It is easy to dismiss Sky Sports News as vaguely passé, a relic of a world before social media and TikTok and AFTV. It is a channel that is watched largely in gyms and pubs and football club training grounds, often with the sound off; a network that only reliably intrudes on the broader consciousness twice a year, when transfer deadline day rolls around.

Its impact, though, is everywhere; it has filtered into so much of ­football culture that it is easy to lose sight of it. It is more than the formatting that accompanies Goldbridge’s ­latest outburst at Manchester United’s incompetence.

With its yellow chyrons and ­reporters stationed outside darkened training grounds, Sky Sports News played a pivotal role in turning the transfer window into such an integral part of football’s calendar; its coverage of deadline day in 2008, the day that Robinho signed for Manchester City and its cameras captured a ­silhouette of Dimitar Berbatov inside Old Trafford, made what is essentially an administrative exercise compulsive viewing.

It has – or at least had – such power in driving the endless debate that has turned a mere sport into a rolling soap opera that Sir Alex Ferguson, for one, used to blame it when his players were given retrospective bans.

Now, though, a quarter of a ­century into its existence and 15 years after Sky placed it, counterintuitively, behind a paywall, the channel finds itself in the midst of upheaval. As first reported by The Daily Telegraph, the network offered voluntary ­redundancy to some of its in-studio presenting ­talent last month. Though “only a small number of roles” are impacted, as a Sky Sports statement said, a handful of staffers are believed to be negotiating terms.
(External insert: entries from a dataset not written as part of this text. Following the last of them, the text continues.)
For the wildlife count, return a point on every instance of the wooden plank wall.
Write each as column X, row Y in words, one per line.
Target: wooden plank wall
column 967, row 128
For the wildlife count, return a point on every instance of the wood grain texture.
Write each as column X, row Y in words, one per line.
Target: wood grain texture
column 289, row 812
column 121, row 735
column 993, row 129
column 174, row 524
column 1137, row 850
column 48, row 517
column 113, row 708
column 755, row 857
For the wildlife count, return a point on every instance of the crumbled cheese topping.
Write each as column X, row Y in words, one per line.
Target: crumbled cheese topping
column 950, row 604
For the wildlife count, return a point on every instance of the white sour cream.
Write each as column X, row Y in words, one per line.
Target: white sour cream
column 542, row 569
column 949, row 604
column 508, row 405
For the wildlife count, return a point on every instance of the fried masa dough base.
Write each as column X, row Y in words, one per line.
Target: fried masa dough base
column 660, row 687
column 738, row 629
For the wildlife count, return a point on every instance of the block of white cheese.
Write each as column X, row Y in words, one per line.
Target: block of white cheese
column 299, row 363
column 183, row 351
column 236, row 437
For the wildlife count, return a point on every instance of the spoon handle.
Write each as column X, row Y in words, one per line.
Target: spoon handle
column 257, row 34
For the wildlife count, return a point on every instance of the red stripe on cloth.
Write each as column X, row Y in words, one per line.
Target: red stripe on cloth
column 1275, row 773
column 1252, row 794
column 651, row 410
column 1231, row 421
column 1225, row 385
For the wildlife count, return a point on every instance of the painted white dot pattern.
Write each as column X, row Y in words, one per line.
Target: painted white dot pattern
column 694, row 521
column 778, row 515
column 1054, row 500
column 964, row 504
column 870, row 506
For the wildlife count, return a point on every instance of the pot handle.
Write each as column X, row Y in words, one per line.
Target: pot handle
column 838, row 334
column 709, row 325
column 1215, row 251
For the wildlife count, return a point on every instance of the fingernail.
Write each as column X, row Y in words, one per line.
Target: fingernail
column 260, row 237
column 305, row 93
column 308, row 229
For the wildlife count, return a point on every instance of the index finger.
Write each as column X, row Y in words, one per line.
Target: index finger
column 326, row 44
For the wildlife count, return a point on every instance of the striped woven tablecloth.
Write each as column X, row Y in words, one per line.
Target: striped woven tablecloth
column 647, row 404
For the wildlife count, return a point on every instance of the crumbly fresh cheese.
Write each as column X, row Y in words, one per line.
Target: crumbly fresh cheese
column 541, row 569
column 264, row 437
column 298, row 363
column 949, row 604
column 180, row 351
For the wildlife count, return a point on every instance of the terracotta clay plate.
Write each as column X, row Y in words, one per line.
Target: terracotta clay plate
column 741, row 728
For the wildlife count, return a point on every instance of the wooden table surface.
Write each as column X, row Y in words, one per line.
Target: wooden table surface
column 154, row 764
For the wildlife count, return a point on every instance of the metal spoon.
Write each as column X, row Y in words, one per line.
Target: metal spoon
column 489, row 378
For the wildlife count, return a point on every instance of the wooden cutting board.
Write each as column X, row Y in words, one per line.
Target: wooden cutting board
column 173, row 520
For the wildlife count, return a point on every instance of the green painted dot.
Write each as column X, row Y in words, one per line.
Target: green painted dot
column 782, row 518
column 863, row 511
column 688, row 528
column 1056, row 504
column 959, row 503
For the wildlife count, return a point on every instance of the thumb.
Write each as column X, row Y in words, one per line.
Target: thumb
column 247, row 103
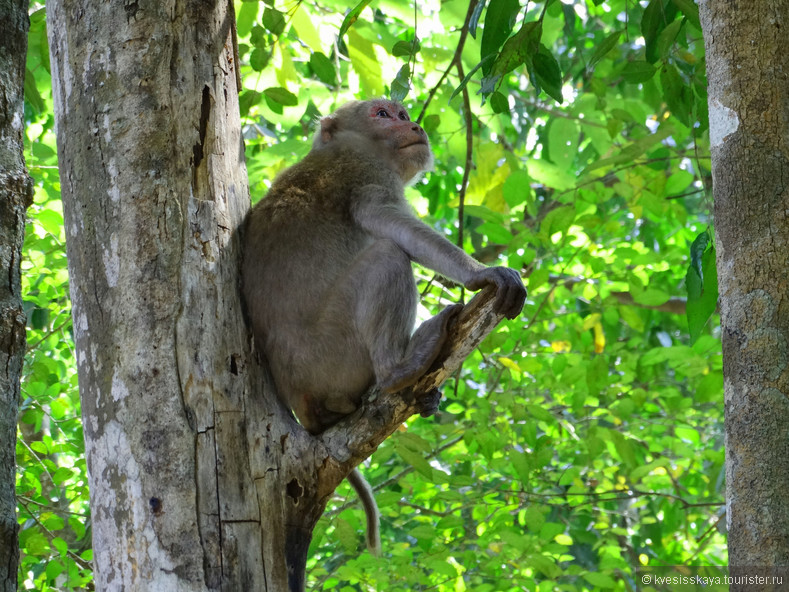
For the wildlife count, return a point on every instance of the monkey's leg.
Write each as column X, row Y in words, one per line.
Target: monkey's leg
column 423, row 348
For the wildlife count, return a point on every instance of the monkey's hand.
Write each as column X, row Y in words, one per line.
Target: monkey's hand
column 510, row 292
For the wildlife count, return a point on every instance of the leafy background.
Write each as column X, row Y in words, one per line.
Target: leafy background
column 582, row 439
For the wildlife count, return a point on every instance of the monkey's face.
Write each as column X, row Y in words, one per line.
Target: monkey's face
column 389, row 123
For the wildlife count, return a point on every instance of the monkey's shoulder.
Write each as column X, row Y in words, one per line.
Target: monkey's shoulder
column 326, row 181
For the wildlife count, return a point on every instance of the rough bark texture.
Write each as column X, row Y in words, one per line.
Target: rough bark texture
column 154, row 190
column 15, row 196
column 748, row 72
column 199, row 479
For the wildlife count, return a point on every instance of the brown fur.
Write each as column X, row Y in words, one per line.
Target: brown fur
column 327, row 267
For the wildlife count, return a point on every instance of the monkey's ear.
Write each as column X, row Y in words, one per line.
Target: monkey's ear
column 329, row 126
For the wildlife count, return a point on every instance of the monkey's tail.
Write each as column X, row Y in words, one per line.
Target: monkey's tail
column 365, row 493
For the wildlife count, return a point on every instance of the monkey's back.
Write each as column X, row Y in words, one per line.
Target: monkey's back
column 301, row 237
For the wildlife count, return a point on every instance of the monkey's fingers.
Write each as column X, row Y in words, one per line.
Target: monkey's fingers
column 510, row 291
column 510, row 299
column 428, row 403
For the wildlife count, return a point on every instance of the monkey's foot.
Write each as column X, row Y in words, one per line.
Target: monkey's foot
column 422, row 350
column 427, row 404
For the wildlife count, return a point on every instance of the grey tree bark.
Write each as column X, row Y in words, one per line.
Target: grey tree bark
column 16, row 193
column 748, row 72
column 199, row 479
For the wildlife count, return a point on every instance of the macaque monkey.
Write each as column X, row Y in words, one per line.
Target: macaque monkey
column 327, row 271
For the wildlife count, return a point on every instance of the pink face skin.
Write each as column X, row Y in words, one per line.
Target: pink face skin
column 392, row 123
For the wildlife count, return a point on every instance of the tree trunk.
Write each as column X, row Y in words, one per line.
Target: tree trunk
column 16, row 192
column 154, row 192
column 199, row 479
column 748, row 72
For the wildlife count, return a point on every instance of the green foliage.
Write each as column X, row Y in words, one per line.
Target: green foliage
column 583, row 438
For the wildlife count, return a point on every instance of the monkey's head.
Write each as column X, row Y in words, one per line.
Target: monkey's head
column 382, row 127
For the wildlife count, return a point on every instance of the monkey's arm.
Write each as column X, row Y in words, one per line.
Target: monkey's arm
column 383, row 215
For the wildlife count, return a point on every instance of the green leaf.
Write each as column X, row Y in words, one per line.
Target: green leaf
column 666, row 39
column 690, row 10
column 417, row 461
column 499, row 21
column 697, row 249
column 638, row 71
column 247, row 15
column 247, row 100
column 405, row 49
column 657, row 16
column 282, row 96
column 677, row 93
column 274, row 21
column 517, row 188
column 352, row 17
column 548, row 73
column 323, row 68
column 702, row 285
column 599, row 580
column 603, row 48
column 499, row 103
column 468, row 76
column 401, row 84
column 474, row 20
column 258, row 59
column 518, row 50
column 32, row 96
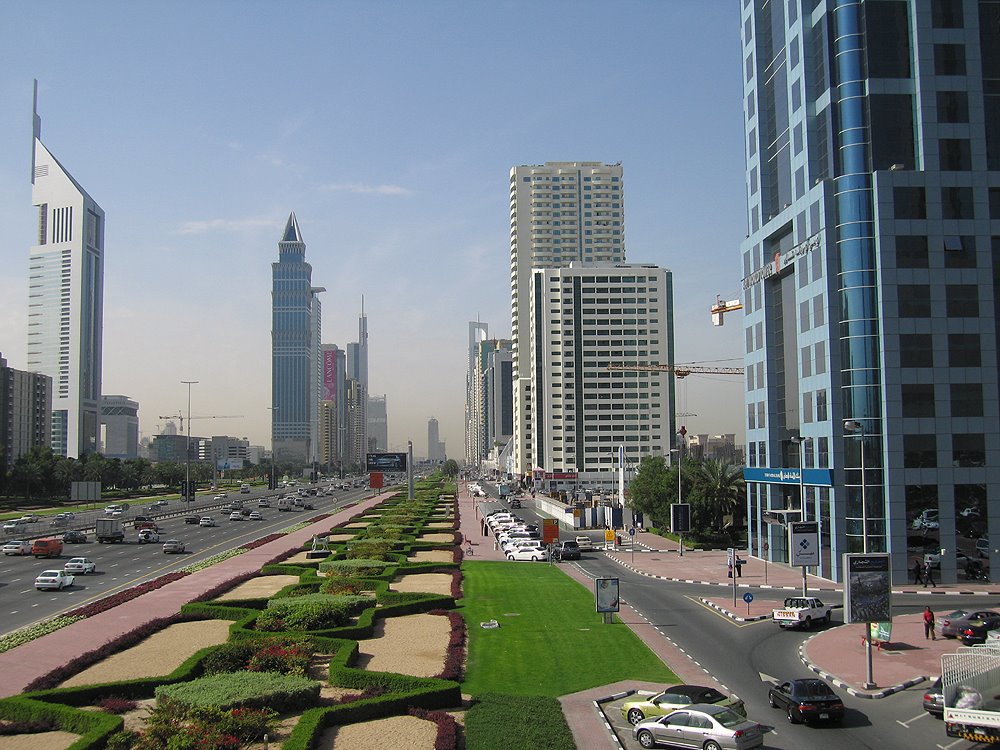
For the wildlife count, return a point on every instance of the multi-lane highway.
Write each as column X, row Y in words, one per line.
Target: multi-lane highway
column 120, row 566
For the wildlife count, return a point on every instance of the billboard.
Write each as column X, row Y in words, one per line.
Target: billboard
column 330, row 375
column 867, row 588
column 803, row 543
column 390, row 462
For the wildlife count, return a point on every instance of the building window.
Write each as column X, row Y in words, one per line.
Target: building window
column 964, row 350
column 962, row 300
column 916, row 350
column 919, row 451
column 914, row 301
column 968, row 450
column 918, row 399
column 911, row 251
column 966, row 399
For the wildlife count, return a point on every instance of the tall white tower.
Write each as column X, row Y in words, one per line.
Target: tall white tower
column 66, row 299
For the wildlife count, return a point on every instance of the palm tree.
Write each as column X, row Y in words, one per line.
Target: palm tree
column 722, row 488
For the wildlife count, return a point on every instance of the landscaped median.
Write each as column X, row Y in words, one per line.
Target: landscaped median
column 340, row 647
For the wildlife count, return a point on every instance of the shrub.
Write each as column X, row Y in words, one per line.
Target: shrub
column 243, row 690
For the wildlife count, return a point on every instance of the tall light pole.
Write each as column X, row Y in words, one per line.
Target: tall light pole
column 854, row 425
column 801, row 441
column 188, row 494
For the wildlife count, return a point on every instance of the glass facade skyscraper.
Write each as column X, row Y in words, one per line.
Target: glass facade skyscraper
column 296, row 364
column 870, row 276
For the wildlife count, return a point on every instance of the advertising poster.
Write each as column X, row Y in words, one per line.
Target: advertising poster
column 607, row 594
column 867, row 589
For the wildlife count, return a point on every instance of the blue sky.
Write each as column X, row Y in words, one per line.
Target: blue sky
column 389, row 128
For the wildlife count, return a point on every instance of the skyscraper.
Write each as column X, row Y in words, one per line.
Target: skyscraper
column 66, row 299
column 559, row 212
column 296, row 365
column 871, row 272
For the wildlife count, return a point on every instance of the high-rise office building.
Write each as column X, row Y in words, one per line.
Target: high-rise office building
column 871, row 277
column 296, row 369
column 560, row 212
column 66, row 299
column 25, row 413
column 119, row 427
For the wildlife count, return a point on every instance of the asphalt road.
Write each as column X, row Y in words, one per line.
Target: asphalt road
column 121, row 566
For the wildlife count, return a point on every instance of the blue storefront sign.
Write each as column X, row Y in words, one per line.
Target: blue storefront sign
column 812, row 477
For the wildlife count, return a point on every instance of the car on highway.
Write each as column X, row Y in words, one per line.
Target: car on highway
column 53, row 579
column 700, row 725
column 976, row 630
column 676, row 697
column 806, row 700
column 957, row 625
column 17, row 547
column 934, row 699
column 80, row 565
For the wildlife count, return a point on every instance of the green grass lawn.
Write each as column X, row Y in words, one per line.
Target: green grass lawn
column 551, row 641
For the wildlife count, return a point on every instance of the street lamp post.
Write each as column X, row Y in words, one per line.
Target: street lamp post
column 188, row 494
column 801, row 441
column 854, row 425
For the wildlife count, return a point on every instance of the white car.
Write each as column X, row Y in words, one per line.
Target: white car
column 529, row 552
column 53, row 579
column 17, row 547
column 79, row 565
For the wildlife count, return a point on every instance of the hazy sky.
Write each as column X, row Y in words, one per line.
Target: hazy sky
column 389, row 128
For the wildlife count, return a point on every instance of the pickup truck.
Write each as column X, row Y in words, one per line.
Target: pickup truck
column 801, row 611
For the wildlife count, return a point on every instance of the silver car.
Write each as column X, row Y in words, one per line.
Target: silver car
column 700, row 725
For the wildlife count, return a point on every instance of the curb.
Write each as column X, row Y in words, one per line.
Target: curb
column 850, row 689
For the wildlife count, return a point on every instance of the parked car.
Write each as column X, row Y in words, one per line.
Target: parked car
column 806, row 700
column 975, row 630
column 700, row 725
column 934, row 699
column 79, row 565
column 53, row 579
column 676, row 697
column 17, row 547
column 570, row 550
column 957, row 625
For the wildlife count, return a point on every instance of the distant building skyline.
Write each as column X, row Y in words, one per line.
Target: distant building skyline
column 66, row 299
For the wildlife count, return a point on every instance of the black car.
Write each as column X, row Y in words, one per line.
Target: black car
column 807, row 700
column 568, row 550
column 974, row 631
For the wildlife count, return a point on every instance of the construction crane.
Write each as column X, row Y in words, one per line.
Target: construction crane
column 181, row 417
column 721, row 307
column 680, row 371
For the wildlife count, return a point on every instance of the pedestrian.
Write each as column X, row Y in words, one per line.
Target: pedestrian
column 929, row 625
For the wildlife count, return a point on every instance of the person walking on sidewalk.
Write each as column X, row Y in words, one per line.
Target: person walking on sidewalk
column 929, row 625
column 929, row 575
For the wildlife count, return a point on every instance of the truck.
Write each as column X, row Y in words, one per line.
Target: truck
column 110, row 530
column 970, row 682
column 801, row 611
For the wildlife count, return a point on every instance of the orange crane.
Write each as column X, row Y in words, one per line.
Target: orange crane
column 181, row 417
column 721, row 307
column 680, row 371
Executives at the channel are adamant that the move is not a cost-cutting measure instituted at the behest of Sky’s parent company, the American broadcasting giant Comcast. They insist, privately, that it is not a response to just how expensive Premier League rights have become, pointing out that though the network will show more games from England’s top flight from next year, the cost per game has reduced.

Instead, they say, the aim is to create a more “agile” newsroom, one “better equipped to serve audiences across TV, digital and social”. The most immediate impact of that change will be an end to the traditional model of using two anchors for the channel’s tentpole breakfast and evening shows, replaced by what is termed “single head” presenting.

That move might sound minor, but it indicates a more profound shift in the channel’s identity. Sky’s ­internal data suggests that Sky Sports News’ audience is resilient: its figures increased by 8% in 2023, and it is currently exceeding its targets for this year. There has been notable growth among under-35s, too, even in a broadcast environment in which it is widely accepted that young people do not watch television.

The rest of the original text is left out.